Выпускники этого года оказались самыми организованными и наиболее многочисленными. Они постоянно поддерживают связь со школой, а к этой встрече заранее подготовили литературный монтаж с фотографиями, рассказывающими об их сегодняшней жизни, сопровождавшийся песней «Как молоды мы были», исполненной одной из выпускниц этого класса по имени Ольга. Среди этих ребят я встретил трех летчиков, один из которых, Юрий Мальцев, командир пассажирского авиалайнера, живет в Тюмени. Они были соучениками моего младшего брата…

Замечательно выступили самые молодые участники концерта – воспитанники школьной студии художественной самодеятельности. Какие талантливые мальчики и девочки подрастают в Октябрьском!

Знакомые звуки мелодии школьного вальса означали, что вечер встреч и воспоминаний подошел к концу. А через год здесь снова соберутся выпускники Октябрьской средней школы. Хочется пожелать им и организаторам этого прекрасного праздника доброго здоровья, новых творческих успехов. Так держать!

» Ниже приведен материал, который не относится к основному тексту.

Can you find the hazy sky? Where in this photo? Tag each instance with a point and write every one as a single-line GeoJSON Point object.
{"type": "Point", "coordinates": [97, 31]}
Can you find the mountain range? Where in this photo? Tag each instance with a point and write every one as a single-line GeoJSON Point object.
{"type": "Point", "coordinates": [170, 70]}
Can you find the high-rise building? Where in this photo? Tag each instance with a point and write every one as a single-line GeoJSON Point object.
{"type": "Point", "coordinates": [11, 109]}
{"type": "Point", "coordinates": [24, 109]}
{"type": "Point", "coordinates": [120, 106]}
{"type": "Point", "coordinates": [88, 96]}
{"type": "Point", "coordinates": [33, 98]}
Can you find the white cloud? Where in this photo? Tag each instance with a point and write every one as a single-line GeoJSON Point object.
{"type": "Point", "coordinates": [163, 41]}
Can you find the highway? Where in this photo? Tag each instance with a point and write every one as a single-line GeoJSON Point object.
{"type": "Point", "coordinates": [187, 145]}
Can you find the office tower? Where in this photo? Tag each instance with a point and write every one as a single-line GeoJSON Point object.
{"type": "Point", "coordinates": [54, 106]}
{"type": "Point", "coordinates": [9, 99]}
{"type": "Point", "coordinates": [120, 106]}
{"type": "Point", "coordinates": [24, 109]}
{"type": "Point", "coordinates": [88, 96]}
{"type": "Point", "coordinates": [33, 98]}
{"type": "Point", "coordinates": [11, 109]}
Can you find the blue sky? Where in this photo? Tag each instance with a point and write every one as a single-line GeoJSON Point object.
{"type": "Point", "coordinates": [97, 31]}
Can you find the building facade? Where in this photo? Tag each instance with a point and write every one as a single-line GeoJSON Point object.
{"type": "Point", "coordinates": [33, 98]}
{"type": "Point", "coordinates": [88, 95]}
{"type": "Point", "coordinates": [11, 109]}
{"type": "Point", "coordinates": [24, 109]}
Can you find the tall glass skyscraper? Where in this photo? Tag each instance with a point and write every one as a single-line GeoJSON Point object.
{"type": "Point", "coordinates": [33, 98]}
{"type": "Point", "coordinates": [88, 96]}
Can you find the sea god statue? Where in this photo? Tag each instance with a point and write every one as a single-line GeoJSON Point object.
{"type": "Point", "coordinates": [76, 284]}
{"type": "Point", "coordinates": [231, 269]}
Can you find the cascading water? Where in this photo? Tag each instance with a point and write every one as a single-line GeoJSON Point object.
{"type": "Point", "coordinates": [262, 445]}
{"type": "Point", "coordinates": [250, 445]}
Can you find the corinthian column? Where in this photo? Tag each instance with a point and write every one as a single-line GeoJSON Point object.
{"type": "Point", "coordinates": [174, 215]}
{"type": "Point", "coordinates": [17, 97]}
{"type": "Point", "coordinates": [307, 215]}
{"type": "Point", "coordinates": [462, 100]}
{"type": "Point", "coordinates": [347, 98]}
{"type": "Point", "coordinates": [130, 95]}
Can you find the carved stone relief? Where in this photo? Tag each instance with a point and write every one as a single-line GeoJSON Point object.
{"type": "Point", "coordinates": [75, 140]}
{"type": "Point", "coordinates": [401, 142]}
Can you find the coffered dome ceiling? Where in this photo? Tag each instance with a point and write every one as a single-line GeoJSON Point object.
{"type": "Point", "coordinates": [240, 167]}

Прощай, родная Кондинско-Октябрьская школа, мы уезжаем и надеемся навестить тебя снова, а пока остается только произнести: «До свидания, земляки!»

Встреча с земляками

Чувства, испытываемые в такие минуты, очевидно, хорошо знакомы каждому из нас. Они приобретают особую остроту после долгой разлуки с малой родиной, тем более что приехать сюда в 2008 году довелось уже по приглашению земляков.

Принимая во внимание летнюю пору и связанные с этим неизбежные проблемы с билетами, подготовкой к поездке я занялся еще в начале мая. Несмотря на заверения чиновников об успешной реализации мер по борьбе с инфляцией и сдерживанию цен, тут же выяснилось, что цены на авиа– и железнодорожные билеты за три года успели вырасти в два раза.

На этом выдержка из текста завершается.